Citazione di: Ranxerox il 05 Mag 2024, 23:34
Achab, ha comprato 20 giocatori nuovi in tre sessioni di mercato estivo. Non ha scaldato i cuori di nessuno per questo e nessuno gli ha detto bravo. Ha talmente logorato la piazza che pure se vincesse lo scudetto troverebbero il modo di criticarlo o sminuirne i meriti.
Con il tifo organizzato, quello duro, ci si è scontrato e ha vinto. Ricordati cos'era la curva prima del suo avvento tra bandiere con croci celtiche, bluson noir e gruppi di potere fortissimi perché legati a frange della malavita romana.
Ma non sta a lui stanare gli ultimi rimasugli che rigurgitano fuori.
Ci sono le guardie e i daspo eventualmente.
Io tutta questa emorragia di Laziali non la vedo.
Quest'anno credo faremo record di presenze e lo stadio è sempre pieno di bambini (ma anche la presenza femminile è aumentata).
Paghiamo gli anni della contestazione dove i Laziali non portavano i figli allo stadio e quelli, alla fine magari tifavano altre squadre.
È difficile che se porti tuo figlio allo stadio quello diventa di un'altra squadra.
Magari cominciamo a raccontare la Lazio in modo più accattivante ai nostri figli che sentire parlare sempre di quanto sia merda e di quanto faccia schifo non è attraente per nessuno.
Tantomeno per un bambino, che magari ne sceglie un altra che viene presentata dagli amichetti a scuola con un'altra narrazione più accattivante.
Io non sono d'accordo,.ma è sicuramente un mio limite.

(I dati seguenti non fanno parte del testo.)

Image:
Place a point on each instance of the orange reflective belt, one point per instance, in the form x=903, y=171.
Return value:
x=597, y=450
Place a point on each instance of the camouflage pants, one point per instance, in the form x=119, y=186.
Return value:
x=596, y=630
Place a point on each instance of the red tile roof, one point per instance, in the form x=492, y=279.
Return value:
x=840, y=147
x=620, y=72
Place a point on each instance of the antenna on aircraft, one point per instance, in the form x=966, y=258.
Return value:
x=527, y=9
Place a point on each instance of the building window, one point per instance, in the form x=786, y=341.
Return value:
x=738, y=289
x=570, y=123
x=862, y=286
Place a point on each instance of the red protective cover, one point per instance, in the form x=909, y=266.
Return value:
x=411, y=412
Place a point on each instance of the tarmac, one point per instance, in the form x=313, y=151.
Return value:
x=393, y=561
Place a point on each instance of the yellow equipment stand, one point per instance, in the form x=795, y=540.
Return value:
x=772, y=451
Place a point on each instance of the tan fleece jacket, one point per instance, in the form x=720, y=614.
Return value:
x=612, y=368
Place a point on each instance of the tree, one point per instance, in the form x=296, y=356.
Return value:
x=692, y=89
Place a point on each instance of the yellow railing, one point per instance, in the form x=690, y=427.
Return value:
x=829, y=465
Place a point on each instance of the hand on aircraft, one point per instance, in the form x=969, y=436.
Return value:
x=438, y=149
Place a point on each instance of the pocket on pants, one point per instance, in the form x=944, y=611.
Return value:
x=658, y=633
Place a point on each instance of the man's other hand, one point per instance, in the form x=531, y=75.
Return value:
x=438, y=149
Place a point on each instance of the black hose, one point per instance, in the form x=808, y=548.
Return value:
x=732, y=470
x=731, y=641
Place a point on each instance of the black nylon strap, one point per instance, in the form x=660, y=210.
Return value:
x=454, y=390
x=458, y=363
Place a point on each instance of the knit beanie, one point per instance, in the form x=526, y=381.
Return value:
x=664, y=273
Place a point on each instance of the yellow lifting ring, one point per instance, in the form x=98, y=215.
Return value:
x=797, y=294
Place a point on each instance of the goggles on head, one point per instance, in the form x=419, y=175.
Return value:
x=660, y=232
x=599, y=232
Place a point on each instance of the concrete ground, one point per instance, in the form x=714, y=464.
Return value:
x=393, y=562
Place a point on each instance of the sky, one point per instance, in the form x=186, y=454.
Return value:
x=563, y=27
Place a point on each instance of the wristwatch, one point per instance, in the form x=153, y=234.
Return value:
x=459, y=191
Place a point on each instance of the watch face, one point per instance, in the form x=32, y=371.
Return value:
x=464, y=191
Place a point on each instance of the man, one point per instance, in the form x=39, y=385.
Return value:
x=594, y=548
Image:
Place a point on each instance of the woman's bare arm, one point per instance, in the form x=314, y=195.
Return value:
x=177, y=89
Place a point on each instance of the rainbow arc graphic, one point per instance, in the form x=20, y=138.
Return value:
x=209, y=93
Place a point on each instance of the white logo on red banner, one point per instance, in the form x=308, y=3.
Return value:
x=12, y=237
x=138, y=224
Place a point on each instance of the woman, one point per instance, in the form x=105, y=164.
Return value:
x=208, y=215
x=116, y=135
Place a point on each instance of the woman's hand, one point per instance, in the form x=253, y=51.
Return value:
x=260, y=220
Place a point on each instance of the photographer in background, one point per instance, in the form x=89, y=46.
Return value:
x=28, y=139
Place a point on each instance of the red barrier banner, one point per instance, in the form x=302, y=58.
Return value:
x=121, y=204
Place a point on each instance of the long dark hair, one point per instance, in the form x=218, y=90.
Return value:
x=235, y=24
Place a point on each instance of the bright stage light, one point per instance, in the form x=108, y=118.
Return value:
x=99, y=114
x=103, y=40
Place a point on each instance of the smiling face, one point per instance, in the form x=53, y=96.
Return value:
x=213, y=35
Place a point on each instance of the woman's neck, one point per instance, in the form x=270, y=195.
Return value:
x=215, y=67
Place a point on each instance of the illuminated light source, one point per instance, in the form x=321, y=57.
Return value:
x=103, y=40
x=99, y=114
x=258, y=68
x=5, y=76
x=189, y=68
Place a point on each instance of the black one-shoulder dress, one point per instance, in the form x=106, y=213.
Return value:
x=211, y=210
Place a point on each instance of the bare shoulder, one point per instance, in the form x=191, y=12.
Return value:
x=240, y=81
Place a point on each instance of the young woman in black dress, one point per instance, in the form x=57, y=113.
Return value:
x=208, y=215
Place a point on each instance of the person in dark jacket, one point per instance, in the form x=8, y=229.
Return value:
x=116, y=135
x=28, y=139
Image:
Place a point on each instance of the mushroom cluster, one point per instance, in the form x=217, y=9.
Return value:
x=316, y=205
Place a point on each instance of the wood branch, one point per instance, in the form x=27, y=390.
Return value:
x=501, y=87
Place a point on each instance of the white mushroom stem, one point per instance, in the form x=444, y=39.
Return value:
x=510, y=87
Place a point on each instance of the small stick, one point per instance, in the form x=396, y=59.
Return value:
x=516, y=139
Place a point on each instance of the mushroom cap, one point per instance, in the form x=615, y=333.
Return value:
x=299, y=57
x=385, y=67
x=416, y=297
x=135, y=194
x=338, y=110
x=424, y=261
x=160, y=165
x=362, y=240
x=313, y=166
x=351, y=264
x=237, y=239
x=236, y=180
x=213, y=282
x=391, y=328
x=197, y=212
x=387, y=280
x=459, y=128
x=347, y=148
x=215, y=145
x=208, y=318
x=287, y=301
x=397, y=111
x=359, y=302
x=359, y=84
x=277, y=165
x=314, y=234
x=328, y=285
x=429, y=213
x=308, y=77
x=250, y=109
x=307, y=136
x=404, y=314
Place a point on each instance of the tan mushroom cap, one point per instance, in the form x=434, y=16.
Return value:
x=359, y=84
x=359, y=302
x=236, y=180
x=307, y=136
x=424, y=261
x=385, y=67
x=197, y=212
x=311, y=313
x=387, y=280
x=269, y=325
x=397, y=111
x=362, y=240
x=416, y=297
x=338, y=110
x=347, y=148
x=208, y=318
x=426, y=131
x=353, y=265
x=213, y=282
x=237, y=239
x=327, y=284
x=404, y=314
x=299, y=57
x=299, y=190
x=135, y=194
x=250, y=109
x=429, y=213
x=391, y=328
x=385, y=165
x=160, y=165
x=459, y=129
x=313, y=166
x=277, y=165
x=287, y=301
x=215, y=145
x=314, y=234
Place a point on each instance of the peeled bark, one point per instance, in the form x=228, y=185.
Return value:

Giocatori arrivati per sostituirne altri che uscivano o per scadenze contrattuali o perché lasciavano proprio il calcio.
Il tifo, poi, boh.
Ricordo una contestazione feroce a piazza SS. Apostoli, una cosa che forse più del libera la Lazio e tutte le sue incongruenze aveva toccato eccome il cuore di Lotito, tant'è vero che dopo l'incontro successivo, stranamente, tutto tacque e tace ancora contro di lui, fatti salvi i cori che come quelli sui ragazzi di Buda lasciano il tempo che trovano (nel senso che sono ovviamente deprecabili, ma la curva ha anche un seguito a cui deve dare dei segnali per ribadire la sua leadership).
Tutto tace come la parola "fascismo", mai citata negli infuocati comunicati (credo 2 o 3 totali) che hanno sortito lo stesso effetto dell'aver aperto la curva Maestrelli quando fu chiusa la nord per razzismo e altre eroiche azioni dei Nostri. Ovvero la sensazione che ci sia una contorta ma malcelata connivenza, un patto di non belligeranza, per poter appunto scaldare sì i cuori del codazzo festante che gli garantisce la ribalta ad Auronzo quando sfotte allenatore e Zanabria per celebrare Castellanos.
L'emorragia di tifo c'è, è enorme, ma come tutte le cose che generano passioni è ovvio che appena uno si convince che qualcosa stia per cambiare poi allo stadio ci va e si fa pure prendere per il c...ollo pagando cifre altissime pur di partecipare a quel cambiamento.
Ma poi tra una presa in giro, uno sfottò e una manifestazione di arrogante superiorità, il tifoso si ribecca tutto con gli interessi e torna a casa, colpito nell'ambizione e spinto alla frustrazione per qualcosa che invece non cambia mai.
Eppure per scaldare i cuori basterebbe poco: io mio figlio allo stadio ce lo porto, ma tra l'andamento della squadra e il clima che c'è tra i tifosi non sono così contento di farlo.
A ognuno le sue responsabilità, ci mancherebbe, ma più che la mestizia sparsa su Lazionet io ogni tanto vorrei fare una discussione nel merito per cercare di spiegare che per molti a cui la Lazio invece interessa e che la seguirebbero ciecamente ogni anno, la presenza di Lotito è sfiancante anche quando non dipende direttamente da lui, anche quando è lui che semplicemente ignora o mistifica dei problemi che non sono unicamente inerenti al calciomercato o al modulo.
È un insieme di tante cose che proprio non va giù a chi, come te, vorrebbe godersi la Lazio senza dover ogni volta venire rimbambito di balle e di proclami per poi ritrovarsi a fare i conti con la sindrome del giorno della marmotta.
Ma è un discorso lungo e inutile, dopo anni di scontri e incontri si è capito che chi non vive questa sensazione non potrà mai capire davvero.
Amen, tanto così è e sarà, quindi hai ragione quando dici che è fine a se stesso ritornare sempre sugli stessi temi.